Maintain Your Squat (06/03/2019)

Maintaining your ability to squat is extremely important. Gray Cook, of Functional Movement Systems, is quoted saying, “Maintain the squat. Train the deadlift.”  The importance of the squat is that it carries over to much of what we do in life.

Maybe the ability to squat should be an indicator of health similar to grip strength?

Are you aware the number of times you squat in a certain pattern throughout the day?

Positioning yourself in a car and getting out of the car, getting on and off the toilet, getting in and out of bed.

This type of squatting, your daily activities, is not how you’re necessarily squatting if you’re going to the gym, but it’s the movement pattern that matters.

When training the squat in the gym, a foundation needs to be established first. Of all the squat variations we do at ELEVATE, Kettlebell Goblet Squats rank up there next to Double Kettlebell Front Squats as the one we perform the most. We love the Kettlebell Goblet Squat because of its ability to teach the basic strength pattern with a mobility bias.

Now there are a lot of mechanical things that need to be in working order to squat with load. From the ground up, you need to have foot stability and ankle mobility, knee stability and hip mobility, trunk stability and thoracic spine mobility. This is the alternating chain of stability and mobility that Gray Cook and Mike Boyle came up with in the “joint-by-joint approach.”

The Goblet Squat can be one of the baseline exercises used in your strength program every day. If you don’t have a kettlebell, use a dumbbell, sandbag, a rock or a log.

Let’s review the kettlebell Goblet Squat:

1) You’re going to grab a kettlebell by the horns (the horns are the sides of the handle). Hold the kettlebell in front of your chest, maybe 2-6 inches away from you. This will make your abs light up and, by having the kettlebell out from your chest, reduces the compressive forces on your spine (like a barbell version could). This makes the exercise safer and easier to grasp for almost everyone.

User Tip: To get the kettlebell in position, deadlift it quickly by holding the bell with two hands on the handle, and once you stand up guide the bell up to your mid-chest sliding your hands down the handle to the horns. Get tall and tight at the top – think plank.

2) Once you’re in position, “anti-shrug,” pushing your shoulders down to the ground, packing them in position. We commonly tell people a Pavel Tsatsouline quote: “The shoulders are poison to the ears.” They’re not pals, let’s keep them away from each other for now.

3) Take a breath in through your nose pulling air in and then pushing that breath deep into your body. Once you brace your abs, pull your butt into your heels and reach back slightly. A good visualization to use is if you’re standing in the street and you’re going to squat down to sit on the sidewalk.

User Tip: The sensation of pulling into the bottom of your squat is important. It’s safer and more effective than dropping like it’s hot and bouncing your way out. Pulling into the squat recruits more muscular tension which builds a stronger squat.

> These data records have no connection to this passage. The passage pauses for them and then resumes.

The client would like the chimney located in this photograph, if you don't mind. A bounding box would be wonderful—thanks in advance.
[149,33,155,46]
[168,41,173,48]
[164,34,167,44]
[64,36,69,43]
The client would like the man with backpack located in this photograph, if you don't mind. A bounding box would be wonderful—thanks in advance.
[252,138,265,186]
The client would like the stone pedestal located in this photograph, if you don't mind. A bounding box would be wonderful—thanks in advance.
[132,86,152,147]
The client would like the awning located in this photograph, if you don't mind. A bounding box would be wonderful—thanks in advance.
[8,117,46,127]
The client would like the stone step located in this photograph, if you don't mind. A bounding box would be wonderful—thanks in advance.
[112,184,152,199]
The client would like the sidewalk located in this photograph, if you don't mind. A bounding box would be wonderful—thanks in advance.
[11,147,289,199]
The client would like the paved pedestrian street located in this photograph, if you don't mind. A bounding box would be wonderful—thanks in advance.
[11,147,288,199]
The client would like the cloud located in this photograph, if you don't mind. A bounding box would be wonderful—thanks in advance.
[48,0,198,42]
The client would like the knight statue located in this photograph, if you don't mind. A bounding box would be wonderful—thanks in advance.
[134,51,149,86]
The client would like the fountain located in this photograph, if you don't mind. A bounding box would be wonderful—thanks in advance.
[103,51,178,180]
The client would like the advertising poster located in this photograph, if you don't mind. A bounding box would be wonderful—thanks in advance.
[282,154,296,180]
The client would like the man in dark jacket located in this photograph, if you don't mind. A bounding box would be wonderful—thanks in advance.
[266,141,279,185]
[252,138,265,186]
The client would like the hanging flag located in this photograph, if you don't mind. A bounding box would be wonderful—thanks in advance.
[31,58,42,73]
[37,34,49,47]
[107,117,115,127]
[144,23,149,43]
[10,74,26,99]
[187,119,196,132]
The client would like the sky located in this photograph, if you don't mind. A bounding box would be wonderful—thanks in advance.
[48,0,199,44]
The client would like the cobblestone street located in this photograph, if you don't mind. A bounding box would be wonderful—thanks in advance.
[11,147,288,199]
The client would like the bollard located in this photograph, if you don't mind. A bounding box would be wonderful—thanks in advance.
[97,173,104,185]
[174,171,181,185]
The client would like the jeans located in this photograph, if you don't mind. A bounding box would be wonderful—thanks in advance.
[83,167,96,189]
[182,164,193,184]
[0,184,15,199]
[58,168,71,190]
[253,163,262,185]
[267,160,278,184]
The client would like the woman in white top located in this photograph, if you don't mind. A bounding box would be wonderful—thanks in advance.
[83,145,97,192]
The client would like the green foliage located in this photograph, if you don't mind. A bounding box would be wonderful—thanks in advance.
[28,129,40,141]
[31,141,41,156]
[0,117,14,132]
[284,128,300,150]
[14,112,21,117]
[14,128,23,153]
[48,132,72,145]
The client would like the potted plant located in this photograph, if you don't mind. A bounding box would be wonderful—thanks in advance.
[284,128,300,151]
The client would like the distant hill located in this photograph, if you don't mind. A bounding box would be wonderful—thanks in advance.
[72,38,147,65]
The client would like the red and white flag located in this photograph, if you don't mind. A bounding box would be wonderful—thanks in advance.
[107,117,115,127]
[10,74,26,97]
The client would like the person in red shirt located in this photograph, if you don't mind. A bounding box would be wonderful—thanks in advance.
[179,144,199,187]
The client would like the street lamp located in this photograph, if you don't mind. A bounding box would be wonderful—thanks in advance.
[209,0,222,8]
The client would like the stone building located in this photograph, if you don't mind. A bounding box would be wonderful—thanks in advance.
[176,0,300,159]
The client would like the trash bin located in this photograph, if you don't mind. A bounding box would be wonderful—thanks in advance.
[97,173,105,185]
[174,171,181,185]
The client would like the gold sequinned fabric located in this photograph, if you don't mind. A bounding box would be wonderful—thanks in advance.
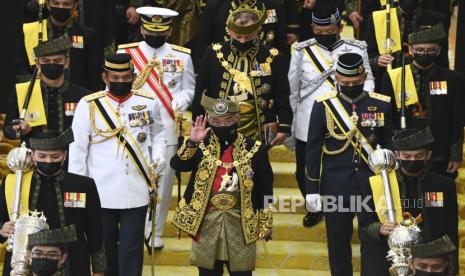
[191,209,256,271]
[172,134,261,244]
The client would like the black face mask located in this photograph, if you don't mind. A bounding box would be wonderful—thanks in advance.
[400,159,426,174]
[415,269,445,276]
[399,0,419,13]
[36,162,63,176]
[210,124,237,144]
[144,35,166,48]
[231,39,254,52]
[413,54,437,67]
[50,7,73,22]
[31,258,58,276]
[315,34,338,48]
[339,83,364,99]
[109,81,132,97]
[40,63,65,80]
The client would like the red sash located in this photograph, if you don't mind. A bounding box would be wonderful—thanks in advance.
[125,47,175,120]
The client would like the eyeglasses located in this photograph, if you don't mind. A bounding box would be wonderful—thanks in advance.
[32,252,61,260]
[412,47,439,55]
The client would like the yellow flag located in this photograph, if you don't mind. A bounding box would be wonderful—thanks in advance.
[373,8,402,55]
[23,20,47,65]
[16,80,47,127]
[5,171,33,216]
[370,171,402,223]
[388,65,418,109]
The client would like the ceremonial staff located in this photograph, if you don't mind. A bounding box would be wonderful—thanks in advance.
[386,0,393,70]
[13,0,45,138]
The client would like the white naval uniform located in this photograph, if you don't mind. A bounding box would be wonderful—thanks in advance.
[118,41,195,237]
[288,38,375,142]
[69,91,166,209]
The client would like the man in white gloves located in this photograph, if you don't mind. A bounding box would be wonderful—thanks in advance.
[69,54,166,276]
[305,53,392,276]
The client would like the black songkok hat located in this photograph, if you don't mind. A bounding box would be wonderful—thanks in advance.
[104,53,134,72]
[336,53,365,77]
[408,23,446,44]
[29,127,74,150]
[312,0,341,26]
[27,224,77,249]
[392,127,434,150]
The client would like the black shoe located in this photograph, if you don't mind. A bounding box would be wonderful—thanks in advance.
[303,212,323,228]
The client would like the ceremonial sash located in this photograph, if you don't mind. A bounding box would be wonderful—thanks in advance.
[5,171,34,219]
[323,97,373,164]
[91,99,151,187]
[388,65,418,109]
[23,20,48,66]
[16,81,47,127]
[125,47,175,120]
[370,171,402,223]
[373,8,402,55]
[304,45,336,88]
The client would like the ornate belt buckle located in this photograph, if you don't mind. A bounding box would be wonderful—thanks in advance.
[210,194,237,210]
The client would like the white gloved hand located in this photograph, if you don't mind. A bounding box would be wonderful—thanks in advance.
[153,156,166,174]
[305,194,322,213]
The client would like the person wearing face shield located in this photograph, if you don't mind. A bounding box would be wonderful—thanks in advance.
[288,1,375,227]
[69,54,166,276]
[0,128,105,276]
[383,24,465,178]
[170,94,273,276]
[16,0,103,91]
[410,235,457,276]
[365,0,449,90]
[118,4,195,249]
[192,1,292,147]
[361,128,458,275]
[3,35,90,142]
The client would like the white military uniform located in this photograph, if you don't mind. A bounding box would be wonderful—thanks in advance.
[288,38,375,142]
[69,91,166,209]
[118,41,195,237]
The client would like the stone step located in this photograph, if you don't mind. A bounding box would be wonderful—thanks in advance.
[144,238,360,271]
[142,265,360,276]
[163,211,359,244]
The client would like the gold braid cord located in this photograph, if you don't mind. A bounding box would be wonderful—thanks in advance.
[89,101,123,144]
[172,134,261,244]
[132,53,163,90]
[323,108,357,155]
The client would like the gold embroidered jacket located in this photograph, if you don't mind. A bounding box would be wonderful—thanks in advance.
[171,134,273,244]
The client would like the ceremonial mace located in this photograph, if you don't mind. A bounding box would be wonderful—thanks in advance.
[7,142,49,276]
[368,145,420,276]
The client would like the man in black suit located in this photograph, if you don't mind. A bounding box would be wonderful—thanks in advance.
[361,128,458,275]
[0,128,106,276]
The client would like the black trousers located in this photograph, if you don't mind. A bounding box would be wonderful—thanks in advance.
[198,261,252,276]
[325,208,389,276]
[102,206,147,276]
[295,139,307,198]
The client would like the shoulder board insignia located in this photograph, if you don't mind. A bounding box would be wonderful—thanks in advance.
[292,38,317,51]
[132,90,155,99]
[171,44,191,55]
[118,42,139,49]
[343,38,367,49]
[368,92,391,103]
[316,91,337,102]
[84,91,106,102]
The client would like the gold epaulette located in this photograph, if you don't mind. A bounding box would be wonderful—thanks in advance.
[316,91,337,102]
[171,44,191,55]
[132,90,155,99]
[84,91,106,102]
[118,42,139,49]
[368,92,391,103]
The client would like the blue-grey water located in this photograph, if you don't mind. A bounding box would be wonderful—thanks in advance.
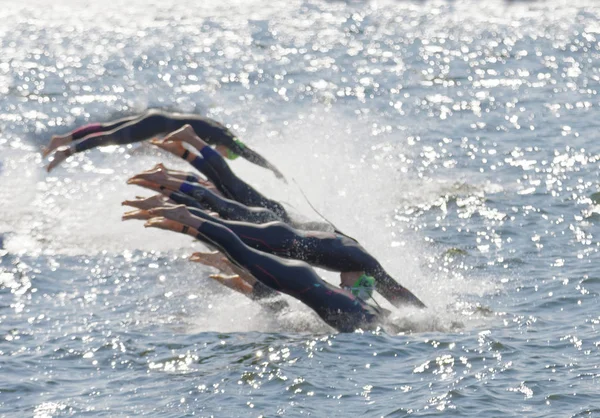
[0,0,600,418]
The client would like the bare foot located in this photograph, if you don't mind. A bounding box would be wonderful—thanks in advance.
[130,164,169,184]
[164,125,200,143]
[127,177,172,196]
[144,217,185,232]
[190,251,233,273]
[121,194,173,210]
[150,139,187,157]
[46,147,73,173]
[42,134,73,158]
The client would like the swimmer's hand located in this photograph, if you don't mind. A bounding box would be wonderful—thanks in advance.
[144,216,186,232]
[149,205,193,225]
[121,194,175,210]
[46,147,73,173]
[42,134,73,158]
[127,177,173,196]
[129,164,169,184]
[121,209,152,221]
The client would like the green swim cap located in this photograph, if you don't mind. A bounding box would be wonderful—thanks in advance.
[227,138,246,160]
[350,274,375,300]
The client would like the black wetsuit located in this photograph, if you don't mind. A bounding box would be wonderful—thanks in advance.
[189,207,425,307]
[190,147,290,222]
[193,221,384,332]
[173,167,332,235]
[71,109,283,178]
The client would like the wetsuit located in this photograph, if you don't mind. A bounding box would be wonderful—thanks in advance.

4) Squat depth is an argument you can find on many forums and the socials. A good target to aim for is squatting to a position where the crease of your hip is below the tops of your knees. There are cases where this depth isn’t advantageous, but it’s commonly the most optimal target for adult athletes.

User Tips: Keeping your arms close to your body with your shoulders packed, try touching your elbow inside your thighs just behind your knees. Focus on spreading the floor or tearing the ground in half. This will recruit more of your lower body and hip muscles and also help you track your knee over your middle toe.

5) Pause for a brief moment at the bottom, then drive the ground away while you stand up. Push through your entire foot, from big toe, little toe and heel and when you reach the top, flex and squeeze your legs and butt. Ideally, your hips and shoulders elevate at the same time when you initiate the drive from the bottom. The squat is a moving plank so remain braced.

Always focus on technique first. Once you’re competent and comfortable with the Goblet Squat, develop your Double Kettlebell Clean and begin practicing your Double Kettlebell Front Squat.

At ELEVATE, our strength standard for men and women is you be able to Goblet Squat the 24kg bell for 3 sets of 10 exceptional repetitions before progressing to the Double Kettlebell Front Squat.